Poliquin’s Body stats
Charles Poliquin Diet Plan
Moderate Meals For Maximum Gains
Poliquin suggested that we should take 5-6 smaller meals for better nutrient absorption. It means we should eat 4 oz. of meat every couple of hours rather than a 12 oz. steak twice a day.
Exact Diet plan
- Meal Sizes
- Food Quality
- Avoiding Junk And Toxins
some of his diets include:
- Low Carbs: 20%
- Medium Fat: 30%
- High Protein: 50%
Load Up On Protein
Poliquin has his athletes eat plenty of protein. It helps to build muscle, and burn fat . The body uses more energy during this (to process protein.)
What to Eat
- Whole foods
- Whole grains
- Whey protein
What to Avoid
- Junk food
- Processed sugar
- Diet soda
- Refined foods
- Chemical additives
- Artificial ingredients
Some supplements he takes:
These are a small set of amino acids that plays a great role in muscle protein synthesis.
- Magnesium and Zinc
Poliquin’s workout routine
Day 1: Chest & Back
- 10 to 15 minutes warm-up (5 sets of 8, 8, 7, 6, 5 reps)30 to 60 seconds.
- Standard bench press (5 sets of 8, 8, 7, 6, 5 reps)30 to 60 seconds.
- Incline dumbbell bench press (5 sets of 8, 8, 7, 6, 5 reps)30 to 60 seconds.
- Weighted wide-grip pull-ups (5 sets of 8 reps)30 to 60 seconds.

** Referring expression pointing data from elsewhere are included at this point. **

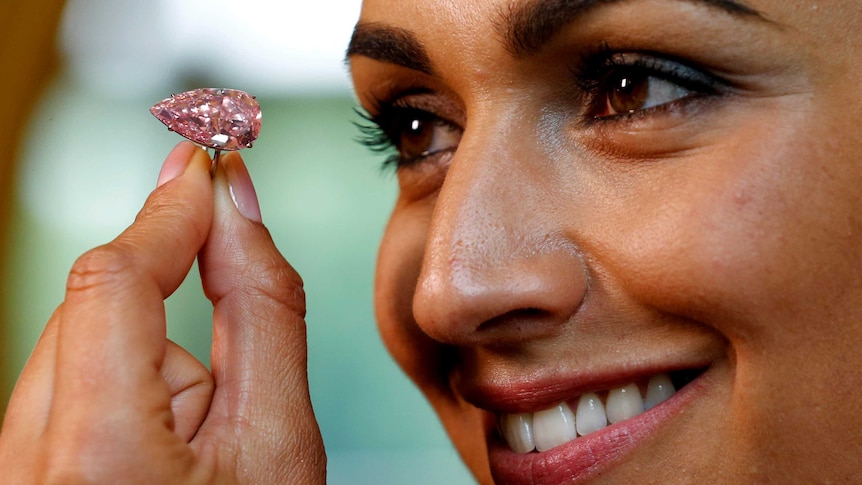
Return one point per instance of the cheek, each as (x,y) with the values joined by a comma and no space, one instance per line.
(398,266)
(747,238)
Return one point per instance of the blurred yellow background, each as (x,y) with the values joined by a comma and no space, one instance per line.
(91,152)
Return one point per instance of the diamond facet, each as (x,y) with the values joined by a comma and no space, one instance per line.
(222,119)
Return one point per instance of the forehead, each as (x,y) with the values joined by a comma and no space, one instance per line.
(475,21)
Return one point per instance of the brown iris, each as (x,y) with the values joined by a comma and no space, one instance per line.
(629,92)
(417,137)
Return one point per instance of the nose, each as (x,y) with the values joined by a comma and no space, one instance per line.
(500,265)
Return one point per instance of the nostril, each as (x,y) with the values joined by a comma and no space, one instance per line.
(519,324)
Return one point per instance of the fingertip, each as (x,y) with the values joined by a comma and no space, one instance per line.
(176,162)
(240,187)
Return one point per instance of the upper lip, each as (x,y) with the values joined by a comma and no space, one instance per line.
(523,394)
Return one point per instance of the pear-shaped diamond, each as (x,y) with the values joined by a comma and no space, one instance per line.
(223,119)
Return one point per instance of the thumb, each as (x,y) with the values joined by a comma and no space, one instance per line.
(261,407)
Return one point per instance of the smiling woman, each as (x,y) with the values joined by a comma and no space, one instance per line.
(626,248)
(615,219)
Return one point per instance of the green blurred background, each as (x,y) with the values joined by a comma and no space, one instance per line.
(92,153)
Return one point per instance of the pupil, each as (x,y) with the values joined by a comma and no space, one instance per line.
(417,138)
(630,93)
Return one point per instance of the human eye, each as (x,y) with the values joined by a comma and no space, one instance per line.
(625,85)
(413,134)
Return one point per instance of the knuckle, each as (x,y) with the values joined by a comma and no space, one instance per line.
(278,282)
(104,267)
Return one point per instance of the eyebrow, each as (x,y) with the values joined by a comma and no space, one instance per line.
(390,44)
(527,27)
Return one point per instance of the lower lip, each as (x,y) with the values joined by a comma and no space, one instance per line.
(579,460)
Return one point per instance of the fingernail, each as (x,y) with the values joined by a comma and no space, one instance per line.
(176,162)
(241,189)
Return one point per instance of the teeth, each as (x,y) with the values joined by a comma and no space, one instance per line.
(553,427)
(591,414)
(518,431)
(659,390)
(624,403)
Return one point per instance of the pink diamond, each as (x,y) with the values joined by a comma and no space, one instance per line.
(223,119)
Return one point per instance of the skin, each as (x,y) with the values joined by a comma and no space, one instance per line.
(719,231)
(106,398)
(537,252)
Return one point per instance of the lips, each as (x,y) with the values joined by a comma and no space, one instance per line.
(569,441)
(586,414)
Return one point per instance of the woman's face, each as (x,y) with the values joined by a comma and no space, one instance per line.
(604,201)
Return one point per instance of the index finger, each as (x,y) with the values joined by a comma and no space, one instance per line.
(112,325)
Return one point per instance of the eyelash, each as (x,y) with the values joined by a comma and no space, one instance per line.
(598,66)
(381,131)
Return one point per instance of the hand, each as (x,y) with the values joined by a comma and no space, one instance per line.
(106,398)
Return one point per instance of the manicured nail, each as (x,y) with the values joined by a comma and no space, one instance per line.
(241,189)
(176,162)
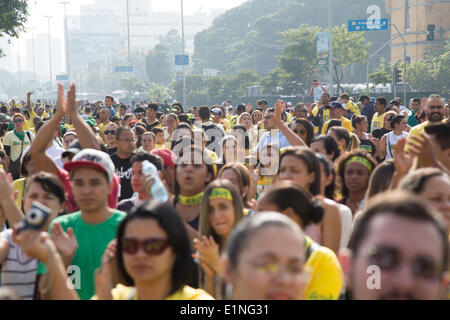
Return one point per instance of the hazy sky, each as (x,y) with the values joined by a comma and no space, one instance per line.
(40,8)
(53,8)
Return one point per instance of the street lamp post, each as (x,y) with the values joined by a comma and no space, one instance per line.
(50,52)
(67,41)
(183,44)
(34,59)
(404,64)
(128,27)
(330,47)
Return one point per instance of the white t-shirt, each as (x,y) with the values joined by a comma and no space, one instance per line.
(346,224)
(18,270)
(391,141)
(317,92)
(54,152)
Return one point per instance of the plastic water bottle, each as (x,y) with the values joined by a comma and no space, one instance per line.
(157,190)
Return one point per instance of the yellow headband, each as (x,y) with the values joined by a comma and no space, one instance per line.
(190,201)
(221,193)
(361,160)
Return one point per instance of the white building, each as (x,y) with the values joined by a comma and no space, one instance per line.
(6,62)
(42,57)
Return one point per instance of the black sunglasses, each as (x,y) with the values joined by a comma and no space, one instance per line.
(151,246)
(389,259)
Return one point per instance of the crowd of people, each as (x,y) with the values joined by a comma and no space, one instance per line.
(336,199)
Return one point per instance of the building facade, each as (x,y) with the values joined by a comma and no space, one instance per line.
(412,18)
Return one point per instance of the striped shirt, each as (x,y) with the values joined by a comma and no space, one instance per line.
(18,270)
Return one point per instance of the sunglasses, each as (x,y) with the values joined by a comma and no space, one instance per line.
(151,246)
(389,259)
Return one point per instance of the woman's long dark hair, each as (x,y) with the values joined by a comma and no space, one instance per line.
(169,220)
(311,162)
(209,166)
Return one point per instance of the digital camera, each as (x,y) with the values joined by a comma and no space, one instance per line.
(35,218)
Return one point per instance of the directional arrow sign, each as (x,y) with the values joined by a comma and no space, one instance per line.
(182,60)
(367,25)
(124,69)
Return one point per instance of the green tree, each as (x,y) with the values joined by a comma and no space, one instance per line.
(382,74)
(297,65)
(13,15)
(419,75)
(348,48)
(154,90)
(133,85)
(158,65)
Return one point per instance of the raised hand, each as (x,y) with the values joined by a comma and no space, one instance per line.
(208,252)
(6,187)
(71,104)
(34,244)
(61,104)
(104,275)
(66,243)
(402,161)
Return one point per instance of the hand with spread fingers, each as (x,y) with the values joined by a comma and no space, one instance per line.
(66,243)
(104,275)
(35,244)
(402,161)
(208,253)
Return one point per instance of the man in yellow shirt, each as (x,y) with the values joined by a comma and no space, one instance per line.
(378,117)
(104,118)
(349,105)
(336,112)
(435,111)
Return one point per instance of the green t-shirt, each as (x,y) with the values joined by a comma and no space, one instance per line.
(412,122)
(92,242)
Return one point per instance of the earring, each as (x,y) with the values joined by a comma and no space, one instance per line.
(228,291)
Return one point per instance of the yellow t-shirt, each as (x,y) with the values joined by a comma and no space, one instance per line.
(121,292)
(18,185)
(327,278)
(102,126)
(377,121)
(15,144)
(345,122)
(416,130)
(29,124)
(350,106)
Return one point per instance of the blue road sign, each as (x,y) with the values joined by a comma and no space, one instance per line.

- Barbell Row (5 sets of 8, 8, 7, 6, 5 reps)30 to 60 seconds.
Day 2: Rest
While you won’t be lifting weights, you can still remain active and go for walks, and do some stretching. You should also do some foam rolling massage to your muscles. This is proven to be the best way to help with muscle soreness.
Day 3: Arms & Shoulders
You should mix up the reps a bit which will mean picking up some heavier free weights between sets.
- 0 to 15 minutes warm-up
- (5 sets of 8 reps)Weighted close-grip chin-ups
- (5 sets of 8, 8, 7, 6, 5 reps)Overhead cable triceps extensions
- (5 sets of 8, 8, 7, 6, 5 reps)Concentration curls
- (5 sets of 8, 8, 7, 6, 5 reps)Front raises
- (5 sets of 8, 8, 7, 6, 5 reps)Lat pulldown
Day 4: Rest
Take a rest sufficiently. Our body needs some amount of rest to stay healthy . We should take a similar approach to day 3 and focus on going for walks, stretching, and some foam rolling.
Day 5: Legs
These exercises are highly targeted to our legs.

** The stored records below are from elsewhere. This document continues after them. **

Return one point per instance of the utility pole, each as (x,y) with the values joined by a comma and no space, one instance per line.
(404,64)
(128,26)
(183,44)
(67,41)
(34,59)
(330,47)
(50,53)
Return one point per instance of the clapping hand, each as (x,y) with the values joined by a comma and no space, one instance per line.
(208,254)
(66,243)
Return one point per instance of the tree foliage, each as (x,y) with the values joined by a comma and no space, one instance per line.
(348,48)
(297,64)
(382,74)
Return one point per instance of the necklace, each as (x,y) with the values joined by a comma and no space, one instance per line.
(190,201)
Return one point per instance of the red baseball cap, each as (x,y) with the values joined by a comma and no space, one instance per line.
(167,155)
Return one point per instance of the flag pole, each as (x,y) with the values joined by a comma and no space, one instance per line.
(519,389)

- 10 to 15 minutes warm-up
- (5 sets of 8, 8, 7, 6, 5 reps)Squats
- Leg curls
- Leg press
- Dumbbell lunges
- Calf raises
These all should be done (5 sets of 8, 8, 7, 6, 5 reps)
Day 6: Cardio
The two exercises very important are an elliptical trainer and a rowing machine. This helps to engage the whole body, including our core muscles, and it will help us to reach higher cardiovascular activity than we would from just running.
Day 7: Rest
You can consider this day as an enjoyable day. This is an active rest day .so you can go for hikes or a few short walks to loosen the stiffness in your muscles.
This is all about his workout routine.
Charles Poliquin aka was the ‘Strength Sensei’ . He was born in the French-speaking part of Ontario, Canada. He was very disciplined all the time. He use to do martial arts in his youth. He was the 2nd youngest child in Canada to earn a black belt at age 14.